Fortunately, the movie's director, Jim Sheridan, was staying at the Ritz Carlton, and their power--at least for the time being--was on. MTM senior audio engineer Eric Williamson, along with audio engineer Juan Diegeuz, decided to take the session to Sheridan's hotel suite.

Williamson explained, "Of course, we were not in the best controlled environment and we had no idea what ambient sound we would be exposed to, so I decided to dual-mic 50 Cent, because we wanted [not only] the intimate 'voiceover' sound quality of the Neumann U87 but the rejection quality of the Sennheiser MKH 60 shotgun. We also used a Tube-Tech MP-1 A preamplifier to further accentuate that voiceover quality.
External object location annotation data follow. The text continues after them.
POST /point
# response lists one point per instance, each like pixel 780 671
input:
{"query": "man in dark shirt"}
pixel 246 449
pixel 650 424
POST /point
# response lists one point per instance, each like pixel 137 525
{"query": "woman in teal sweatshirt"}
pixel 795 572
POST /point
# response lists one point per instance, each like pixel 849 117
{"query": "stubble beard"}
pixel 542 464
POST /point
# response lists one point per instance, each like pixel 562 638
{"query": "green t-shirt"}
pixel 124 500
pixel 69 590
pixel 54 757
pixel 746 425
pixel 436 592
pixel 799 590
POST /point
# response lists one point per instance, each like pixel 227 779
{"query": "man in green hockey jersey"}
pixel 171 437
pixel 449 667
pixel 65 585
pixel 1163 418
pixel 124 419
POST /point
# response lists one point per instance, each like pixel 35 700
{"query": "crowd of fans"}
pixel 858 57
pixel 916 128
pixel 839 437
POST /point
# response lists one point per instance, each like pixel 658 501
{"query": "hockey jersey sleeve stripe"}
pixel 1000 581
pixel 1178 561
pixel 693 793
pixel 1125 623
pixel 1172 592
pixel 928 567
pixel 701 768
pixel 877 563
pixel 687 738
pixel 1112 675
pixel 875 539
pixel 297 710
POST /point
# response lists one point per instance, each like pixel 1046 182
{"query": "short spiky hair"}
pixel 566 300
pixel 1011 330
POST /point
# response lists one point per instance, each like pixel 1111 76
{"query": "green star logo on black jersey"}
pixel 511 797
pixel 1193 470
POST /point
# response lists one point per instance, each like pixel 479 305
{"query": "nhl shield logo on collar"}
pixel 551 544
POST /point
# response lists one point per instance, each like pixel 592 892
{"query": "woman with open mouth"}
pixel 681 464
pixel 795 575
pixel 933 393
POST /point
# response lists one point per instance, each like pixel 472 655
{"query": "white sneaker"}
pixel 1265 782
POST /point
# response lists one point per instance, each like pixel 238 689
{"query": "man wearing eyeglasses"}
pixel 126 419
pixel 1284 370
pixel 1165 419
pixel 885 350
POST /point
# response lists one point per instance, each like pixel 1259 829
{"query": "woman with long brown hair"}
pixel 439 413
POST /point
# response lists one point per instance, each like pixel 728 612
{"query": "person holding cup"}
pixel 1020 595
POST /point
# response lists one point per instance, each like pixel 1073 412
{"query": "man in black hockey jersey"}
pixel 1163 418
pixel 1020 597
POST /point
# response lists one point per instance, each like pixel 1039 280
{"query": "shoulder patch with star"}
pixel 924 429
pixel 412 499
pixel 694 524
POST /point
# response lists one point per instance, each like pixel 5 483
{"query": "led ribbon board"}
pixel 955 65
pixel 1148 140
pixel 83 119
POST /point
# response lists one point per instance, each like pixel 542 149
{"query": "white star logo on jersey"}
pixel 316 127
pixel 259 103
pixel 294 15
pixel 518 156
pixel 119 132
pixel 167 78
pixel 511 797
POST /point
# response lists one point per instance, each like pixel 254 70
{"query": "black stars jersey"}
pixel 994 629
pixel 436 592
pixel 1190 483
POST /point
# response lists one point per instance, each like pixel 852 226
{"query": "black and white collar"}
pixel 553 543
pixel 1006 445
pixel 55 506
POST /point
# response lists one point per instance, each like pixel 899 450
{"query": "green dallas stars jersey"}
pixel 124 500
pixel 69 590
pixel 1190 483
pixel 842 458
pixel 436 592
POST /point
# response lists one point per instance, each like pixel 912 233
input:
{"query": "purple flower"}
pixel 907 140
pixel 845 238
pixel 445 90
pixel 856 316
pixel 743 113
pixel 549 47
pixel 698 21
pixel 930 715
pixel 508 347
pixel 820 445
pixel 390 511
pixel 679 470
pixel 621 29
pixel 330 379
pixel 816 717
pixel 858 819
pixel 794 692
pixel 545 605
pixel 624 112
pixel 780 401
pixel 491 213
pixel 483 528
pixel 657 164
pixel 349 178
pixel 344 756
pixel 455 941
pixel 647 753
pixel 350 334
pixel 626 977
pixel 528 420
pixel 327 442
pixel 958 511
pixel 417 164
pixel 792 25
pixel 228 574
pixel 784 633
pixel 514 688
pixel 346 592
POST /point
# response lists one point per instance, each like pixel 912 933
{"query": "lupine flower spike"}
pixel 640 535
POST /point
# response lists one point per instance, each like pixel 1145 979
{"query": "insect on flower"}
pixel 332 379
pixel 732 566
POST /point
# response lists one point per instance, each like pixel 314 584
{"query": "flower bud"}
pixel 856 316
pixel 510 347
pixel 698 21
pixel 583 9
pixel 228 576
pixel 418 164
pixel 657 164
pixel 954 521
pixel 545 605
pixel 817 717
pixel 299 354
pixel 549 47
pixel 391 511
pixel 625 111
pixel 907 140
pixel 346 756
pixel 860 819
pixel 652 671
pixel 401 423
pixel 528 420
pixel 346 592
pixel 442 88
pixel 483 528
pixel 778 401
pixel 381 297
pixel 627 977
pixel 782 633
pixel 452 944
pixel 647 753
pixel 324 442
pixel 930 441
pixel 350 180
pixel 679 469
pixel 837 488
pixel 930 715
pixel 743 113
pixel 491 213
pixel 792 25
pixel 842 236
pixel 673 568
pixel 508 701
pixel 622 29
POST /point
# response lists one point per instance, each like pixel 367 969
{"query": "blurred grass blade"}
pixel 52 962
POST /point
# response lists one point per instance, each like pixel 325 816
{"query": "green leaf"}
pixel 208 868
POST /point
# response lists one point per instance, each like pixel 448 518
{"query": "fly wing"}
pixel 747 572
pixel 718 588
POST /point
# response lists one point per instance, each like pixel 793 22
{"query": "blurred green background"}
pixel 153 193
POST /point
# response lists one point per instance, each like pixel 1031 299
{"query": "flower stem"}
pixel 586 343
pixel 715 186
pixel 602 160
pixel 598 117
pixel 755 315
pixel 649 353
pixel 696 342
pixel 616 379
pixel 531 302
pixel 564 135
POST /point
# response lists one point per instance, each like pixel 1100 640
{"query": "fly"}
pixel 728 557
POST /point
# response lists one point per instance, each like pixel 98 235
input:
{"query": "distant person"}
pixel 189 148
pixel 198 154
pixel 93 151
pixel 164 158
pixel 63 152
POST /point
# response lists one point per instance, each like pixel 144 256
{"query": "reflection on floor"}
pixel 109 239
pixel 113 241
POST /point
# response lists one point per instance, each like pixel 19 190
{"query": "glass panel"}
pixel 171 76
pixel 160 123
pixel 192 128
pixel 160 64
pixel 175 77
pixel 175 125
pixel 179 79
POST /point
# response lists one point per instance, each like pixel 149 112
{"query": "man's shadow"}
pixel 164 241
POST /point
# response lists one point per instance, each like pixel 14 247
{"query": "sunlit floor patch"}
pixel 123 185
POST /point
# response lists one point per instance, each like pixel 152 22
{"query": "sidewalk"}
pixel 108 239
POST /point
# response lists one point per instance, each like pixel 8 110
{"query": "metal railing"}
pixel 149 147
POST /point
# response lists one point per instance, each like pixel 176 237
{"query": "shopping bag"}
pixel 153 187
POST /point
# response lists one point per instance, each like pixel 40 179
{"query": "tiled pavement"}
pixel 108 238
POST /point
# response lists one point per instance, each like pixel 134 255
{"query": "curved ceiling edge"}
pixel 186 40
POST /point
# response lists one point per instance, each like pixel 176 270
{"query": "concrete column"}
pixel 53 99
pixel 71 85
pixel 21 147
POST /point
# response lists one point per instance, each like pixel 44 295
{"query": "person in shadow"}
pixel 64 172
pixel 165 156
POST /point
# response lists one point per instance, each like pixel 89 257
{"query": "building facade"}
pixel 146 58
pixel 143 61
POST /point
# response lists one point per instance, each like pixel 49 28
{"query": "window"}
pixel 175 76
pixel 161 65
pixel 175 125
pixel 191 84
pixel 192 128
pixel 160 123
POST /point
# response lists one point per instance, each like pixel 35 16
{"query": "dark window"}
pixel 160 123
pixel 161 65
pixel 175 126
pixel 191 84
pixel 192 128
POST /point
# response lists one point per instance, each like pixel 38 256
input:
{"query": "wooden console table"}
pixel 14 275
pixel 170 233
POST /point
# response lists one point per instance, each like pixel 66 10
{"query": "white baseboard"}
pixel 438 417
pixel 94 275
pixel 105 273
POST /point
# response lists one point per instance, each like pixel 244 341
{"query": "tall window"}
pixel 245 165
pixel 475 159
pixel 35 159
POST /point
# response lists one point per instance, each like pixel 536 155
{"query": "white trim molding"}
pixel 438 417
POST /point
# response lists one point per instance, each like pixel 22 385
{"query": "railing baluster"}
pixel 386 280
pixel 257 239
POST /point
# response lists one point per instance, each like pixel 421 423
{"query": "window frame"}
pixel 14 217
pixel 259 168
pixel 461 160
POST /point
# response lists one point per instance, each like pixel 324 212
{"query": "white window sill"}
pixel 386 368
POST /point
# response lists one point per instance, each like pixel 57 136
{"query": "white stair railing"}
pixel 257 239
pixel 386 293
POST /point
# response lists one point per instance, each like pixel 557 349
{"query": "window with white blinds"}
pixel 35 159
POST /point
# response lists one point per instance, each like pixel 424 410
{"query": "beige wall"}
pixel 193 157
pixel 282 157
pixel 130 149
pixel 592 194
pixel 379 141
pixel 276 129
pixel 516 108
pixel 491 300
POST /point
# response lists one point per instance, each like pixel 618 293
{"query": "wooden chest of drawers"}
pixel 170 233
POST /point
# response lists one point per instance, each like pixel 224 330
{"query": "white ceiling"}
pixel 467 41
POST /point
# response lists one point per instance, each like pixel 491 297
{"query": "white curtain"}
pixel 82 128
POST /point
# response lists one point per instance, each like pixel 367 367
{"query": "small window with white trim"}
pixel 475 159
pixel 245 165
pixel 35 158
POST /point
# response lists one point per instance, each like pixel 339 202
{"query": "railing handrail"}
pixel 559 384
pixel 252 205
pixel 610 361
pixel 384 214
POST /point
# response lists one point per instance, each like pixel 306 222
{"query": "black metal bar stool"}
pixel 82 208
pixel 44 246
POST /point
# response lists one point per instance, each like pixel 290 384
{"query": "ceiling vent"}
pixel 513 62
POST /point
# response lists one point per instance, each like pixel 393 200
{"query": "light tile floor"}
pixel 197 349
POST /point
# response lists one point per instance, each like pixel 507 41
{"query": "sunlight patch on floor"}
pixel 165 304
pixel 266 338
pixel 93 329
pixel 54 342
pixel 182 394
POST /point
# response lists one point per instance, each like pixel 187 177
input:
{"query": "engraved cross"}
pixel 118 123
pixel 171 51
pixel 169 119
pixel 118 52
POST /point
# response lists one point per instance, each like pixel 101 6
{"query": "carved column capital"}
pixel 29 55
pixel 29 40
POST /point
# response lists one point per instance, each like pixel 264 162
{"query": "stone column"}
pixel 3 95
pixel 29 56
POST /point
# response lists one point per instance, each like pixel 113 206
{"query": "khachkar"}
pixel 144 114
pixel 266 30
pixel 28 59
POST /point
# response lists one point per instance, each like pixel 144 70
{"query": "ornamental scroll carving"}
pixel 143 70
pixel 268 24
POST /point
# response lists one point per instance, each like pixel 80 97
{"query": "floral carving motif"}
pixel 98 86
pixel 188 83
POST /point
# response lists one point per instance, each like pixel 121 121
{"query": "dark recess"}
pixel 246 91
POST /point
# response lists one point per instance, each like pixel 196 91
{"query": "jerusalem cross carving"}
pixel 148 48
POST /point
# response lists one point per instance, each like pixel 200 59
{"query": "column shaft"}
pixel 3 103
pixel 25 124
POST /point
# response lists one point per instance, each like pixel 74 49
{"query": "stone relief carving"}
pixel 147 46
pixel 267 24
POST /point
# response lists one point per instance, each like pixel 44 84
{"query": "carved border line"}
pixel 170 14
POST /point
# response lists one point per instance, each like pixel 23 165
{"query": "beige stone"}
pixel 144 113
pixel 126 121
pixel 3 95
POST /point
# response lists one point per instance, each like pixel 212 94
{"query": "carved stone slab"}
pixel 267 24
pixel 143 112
We brought two DAT machines, one as the master, one to run a simultaneous backup copy.

"We set it all up in director Jim Sheridan's hotel room and decided to have 50 Cent sit on the couch. This was not only for the sake of 50's comfort, but also because the couch had a high back, heavy drapes to the right, and a plush bed on the left. Ideal acoustics--well, as far as hotel room recordings go."

Luckily there was little noise during the recording, Williamson reported. "Not only were the neighbors next door quiet, but there was very little foot traffic in the outside hall. The only big noise problem, ironically, was that we had a VMA party outside, nine floors down. Luckily, most of the sound bleed was of lower-volume and in the lower frequency range, so it [could] be filtered out by means of EQ."